Should particle-wave duality be understood as a description of light's dual nature or as a description of two observable states of light?

Question

In double slit experiments, light is observed in two distinct conditions (no measurement of trajectory / measurement of trajectory) that bring two different results (no interferences / interferences).

In such a context, light is given two types of representation (wave / particle) which, while matching observed behaviour, are of incompatible nature : the wave is probabilistic, infinite, while the particle is finite and localized. Because of that, one talks about light's "particle-wave duality."

What if those two observations (wave, particle) were not to be taken as two representations of a unique phenomenon (light), but rather as two intrinsically different states of that phenomenon ?

In such a perspective, saying that "there is a paradox in the wave / particle duality" would as be inadequate as, for instance, saying that "there is a paradox in the liquid/ice duality of water."
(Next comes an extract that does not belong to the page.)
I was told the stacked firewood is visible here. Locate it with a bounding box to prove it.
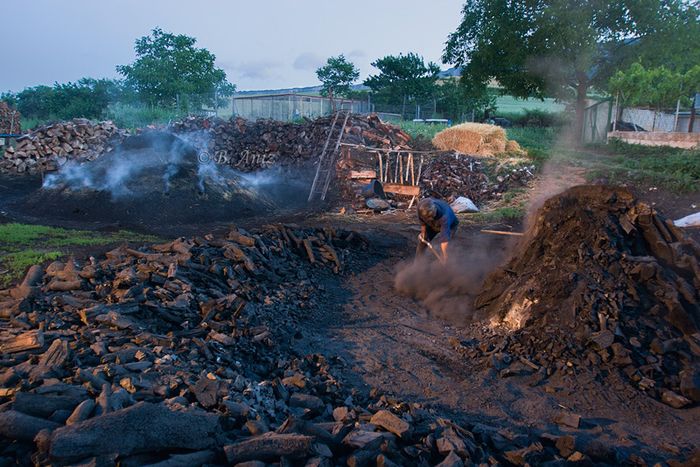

Rather than seeing irreconcilable and opposite sides of a quite abstract concept (light as a quantum field), can one consider "wave" and "particle" just as two distinct states of light, that are brought by the varying experimental conditions ?

In other words, as we know that wave and particle properties will never be simultaneously observable, can we consider decoherence in the double slit experiment as a state change of light?

In that perspective, can we think of lightwaves as an excited state of vacuum, and of photons as an event more excited state of the same thing?

Answer 1

The whole "wave-particle duality" mess is just that: a misleading mess, and it better if one banishes this term from one's repertoire altogether.

First off, what we observe that leads to positing this notion is this:

• At very low intensities, when light hits a detector, it hits it like little speckles. This is perhaps the most direct evidence suggesting that light can be thought of as being composed of particles. There are actually some more pieces we need, some of which are more complex, to make it airtight, but it's a good start.
• Moreover, we find that the energy of light at a given frequency, likewise, accumulates in anything that is put to do so, in regular steps or jumps, the size of each jump being proportional to the light's frequency, again, as though it were composed of little bits with a set amount of energy in each one. This was what led Einstein to postulate the photon.
• Bulk light - i.e. where the particles are too numerous to count, when we shine it through an opening that is suitably small, or we try to view things that are suitably small under a light microscope - shows effects that look like wave propagation: we get interference patterns and diffraction blurring of tiny objects (which is why that electron microscopes were developed, and that further shows and was actually based on, that similarly, bulk electron beams also act as a wave).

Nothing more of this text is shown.